The following morning, we woke up to a beautiful, clear sky. It looked like a great day to make our way into Charleston to do some sight seeing. All plans were put to a halt when Dave met our friendly neighbor Norman and his wife Jan. We ended up spending the afternoon on their boat, Bandersnatch, and were given a tour that included lots of alcohol. Norman, a retired merchant marine, built his boat from scratch and had been making the trip from Glouster, MA to Jacksonville, FL every year for some time. He was an expert in all things boating so we thought we’d pick his brain.

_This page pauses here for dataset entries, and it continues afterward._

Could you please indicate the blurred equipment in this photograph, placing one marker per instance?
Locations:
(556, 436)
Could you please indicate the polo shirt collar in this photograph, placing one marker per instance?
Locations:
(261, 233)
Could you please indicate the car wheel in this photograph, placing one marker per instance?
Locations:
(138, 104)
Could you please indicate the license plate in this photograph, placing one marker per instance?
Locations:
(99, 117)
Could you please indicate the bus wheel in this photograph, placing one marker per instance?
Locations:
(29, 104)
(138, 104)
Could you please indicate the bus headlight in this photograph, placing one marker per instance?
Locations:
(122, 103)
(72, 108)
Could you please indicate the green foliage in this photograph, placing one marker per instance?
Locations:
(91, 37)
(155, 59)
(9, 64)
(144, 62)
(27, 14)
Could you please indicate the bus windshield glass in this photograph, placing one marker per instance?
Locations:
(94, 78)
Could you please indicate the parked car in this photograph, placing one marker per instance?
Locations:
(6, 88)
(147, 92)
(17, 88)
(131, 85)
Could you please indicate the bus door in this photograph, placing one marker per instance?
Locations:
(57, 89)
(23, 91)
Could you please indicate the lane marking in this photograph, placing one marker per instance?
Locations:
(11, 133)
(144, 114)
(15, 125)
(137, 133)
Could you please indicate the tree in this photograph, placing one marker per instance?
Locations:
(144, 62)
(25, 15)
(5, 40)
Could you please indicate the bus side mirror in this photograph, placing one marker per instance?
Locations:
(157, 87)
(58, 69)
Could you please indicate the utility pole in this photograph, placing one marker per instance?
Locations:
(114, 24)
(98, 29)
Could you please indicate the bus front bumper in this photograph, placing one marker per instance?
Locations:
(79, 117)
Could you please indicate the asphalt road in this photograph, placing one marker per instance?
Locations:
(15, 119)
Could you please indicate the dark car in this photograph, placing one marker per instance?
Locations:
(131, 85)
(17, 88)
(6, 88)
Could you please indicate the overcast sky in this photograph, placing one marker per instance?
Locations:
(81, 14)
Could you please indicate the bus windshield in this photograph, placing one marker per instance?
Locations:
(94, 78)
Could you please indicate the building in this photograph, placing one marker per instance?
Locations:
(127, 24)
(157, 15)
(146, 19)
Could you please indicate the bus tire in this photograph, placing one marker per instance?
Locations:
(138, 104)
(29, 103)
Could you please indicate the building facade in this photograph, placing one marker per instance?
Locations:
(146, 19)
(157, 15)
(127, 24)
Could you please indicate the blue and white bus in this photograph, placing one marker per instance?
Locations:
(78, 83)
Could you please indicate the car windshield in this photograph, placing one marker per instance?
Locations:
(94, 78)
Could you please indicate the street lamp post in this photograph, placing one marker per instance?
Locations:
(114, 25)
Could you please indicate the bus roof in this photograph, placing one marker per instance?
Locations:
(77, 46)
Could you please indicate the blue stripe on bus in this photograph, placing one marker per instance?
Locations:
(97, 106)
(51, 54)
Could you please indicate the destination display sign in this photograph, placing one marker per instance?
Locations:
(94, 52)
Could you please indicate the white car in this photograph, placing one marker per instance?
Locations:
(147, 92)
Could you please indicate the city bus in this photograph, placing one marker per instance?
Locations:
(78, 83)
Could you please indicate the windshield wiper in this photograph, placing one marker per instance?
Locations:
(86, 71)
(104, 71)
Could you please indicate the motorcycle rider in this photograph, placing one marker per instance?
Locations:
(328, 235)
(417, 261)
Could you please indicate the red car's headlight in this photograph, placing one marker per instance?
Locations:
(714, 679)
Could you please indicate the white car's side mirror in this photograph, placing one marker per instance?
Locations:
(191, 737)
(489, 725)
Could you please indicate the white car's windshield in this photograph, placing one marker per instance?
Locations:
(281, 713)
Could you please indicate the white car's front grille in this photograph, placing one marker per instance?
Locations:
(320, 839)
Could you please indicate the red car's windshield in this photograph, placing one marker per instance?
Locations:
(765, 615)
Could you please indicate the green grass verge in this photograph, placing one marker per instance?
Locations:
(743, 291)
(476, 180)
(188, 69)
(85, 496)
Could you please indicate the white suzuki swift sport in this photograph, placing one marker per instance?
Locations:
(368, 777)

Our alternator had been giving us trouble as it wasn’t charging our batteries. Norman agreed to stop by the boat the following day and help us troubleshoot. After we left Bandersnatch, we only had an hour or two of daylight left, so we made a quick jaunt to shore in the dinghy to check out the local marina, stretch our legs and find a bite to eat.
That evening as we slept, we were awakened again to the same awful sound. The anchor rode was doing the same dance as it had done the previous night. Our anchor was set, but it was another restless night as Dave and I both frequently woke up to check our holding.
No coffee and a regatta
The cabin was cold as we crawled out of the v-berth the next morning to start our day. A cold front had moved in and although we were farther South, it wasn’t as warm as we had hoped. I quickly made my way over to the stove to make some hot coffee and realized there was no propane coming out of the element for me to light. After the restless night we had, we needed coffee. Why was this happening!?
As we wallowed in our disappointment, we opened our companionway hatch and were greeted by numerous sailboats zooming around us. A regatta was in full swing and we had front row seats! It wasn’t caffeine, but the surrounding frenzy quickly made us alert. We watched carefully as the sailboats confidently zipped past us (very closely, I might add)!
Norman stopped over in the middle of the chaos to help us troubleshoot our problem alternator and propane. He quickly solved the propane problem – a solenoid was broken (an on/off switch) and moved onto the alternator. Six hours later after some troubleshooting and mishaps (a cabin full of smoke) they discovered that the regulator was the problem.
Night #3 – The worst of them all
A 2:30am wake up call kept us up the rest of the night. A familiar and unwelcome sound was the culprit, but this time it was more extreme. Our anchor rode was wrapped around our keel and every 10 minutes the boat was being catapulted off the rode and then wrapped back around it. After several attempts, we somehow managed to unwrap it, but we couldn’t imagine going back to sleep. Thank goodness we had our propane back because we both needed coffee to make it through the night until the sun rose.
At that point, we were ready to leave Charleston and move on. We were exhausted and couldn’t imagine staying another night, but we hadn’t even seen the city yet! We couldn’t leave! It would only add to our frustration if we didn’t try to go into town. We needed to explore, eat, drink and be merry!
We decided it would be in our best interest to go to a marina the next day. The idea of going into town while leaving the boat to fare in that horrific anchorage was nauseating. By the time we returned, our boat could be floating out to sea or be washed into the surrounding marshes. The only safe bet was a marina.
Thankfully, the Harborage at Ashley Marina had space for us and we were able to get out of that awful anchorage. The dock hands told us why everyone was having troubles- the super moon. It had brought extremely high tides, up to seven feet. Combined with the currents, it was a nightmare for everyone.
We were finally able to spend some time in Charleston, clean up, reprovision and get a good night sleep. It’s a beautiful city filled with history and charm. We weren’t able to visit any museums or take a walking tour (which I was really excited about) but I’m happy we were able to spend a few hours there.
We wanted to love you, Charleston, we really did, but you just wouldn’t let us.